Dubai: Dubai’s logistics major Aramex was hit by a 32 per cent drop in net profits for the first quarter of 2021, with Dh46.01 million compared to Dh67.41 million a year ago,
This was despite international and domestic express volumes totaling 31.59 million, which is a 26 per cent increase over last year. “The decline in operating profit and EBITDA was impacted by an increase in line haul costs on the back of global capacity constraints caused by supply chain disruptions due to the pandemic,” said Bashar Obeid, CEO. “The capacity shortage during the quarter was further exacerbated as the global COVID-19 vaccines transportation and distribution gathered pace.
"The downward pressure on margins will likely continue for the remainder of the year. However, [this] will slowly start to abate as we continue to explore ways and redesigning our line haul network. Also, our strategic focus of investing in our digital transformation will continue to drive down costs and enhance profitability over the long run.”

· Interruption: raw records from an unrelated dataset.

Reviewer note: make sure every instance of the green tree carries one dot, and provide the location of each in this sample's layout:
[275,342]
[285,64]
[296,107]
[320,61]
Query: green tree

Aljeda has been with the company since 1994 and set up Aramex’s first regional office in Asia and spearheaded its expansion plans in the region, establishing hubs in Hong Kong and Singapore. In 2015, he led its “first successful acquisition”, of Mail Call in Australia. In 2016, Othman was also involved with the acquisition of Fastway Couriers in Australia and New Zealand.
But on the revenue front, Aramex has done well, with Dh1.42 billion from a 24 per cent increase. It has also been keeping a lid on costs and debt, reporting a negative net debt position of Dh353 million.
This indicates a “strong cash balance as at 31 March. This solid financial position enables the company to continue investing in scaling operations, rolling out digital solutions and swiftly executing on future opportunities, including value-enhancing acquisitions,” the company said in a statement.
According to Obeid, "In Q1-2021 we witnessed revenue growth across all our business lines, an indication that the global economy is staging a gradual recovery and that business and consumer confidence is improving. We are very encouraged by the double-digit growth in our revenues, which was predominantly driven by healthy increase in demand from cross border e-commerce and last-mile services.
"The top line growth was also driven by strong recovery in our B2B services lines, particularly from the healthcare and FMCG sectors."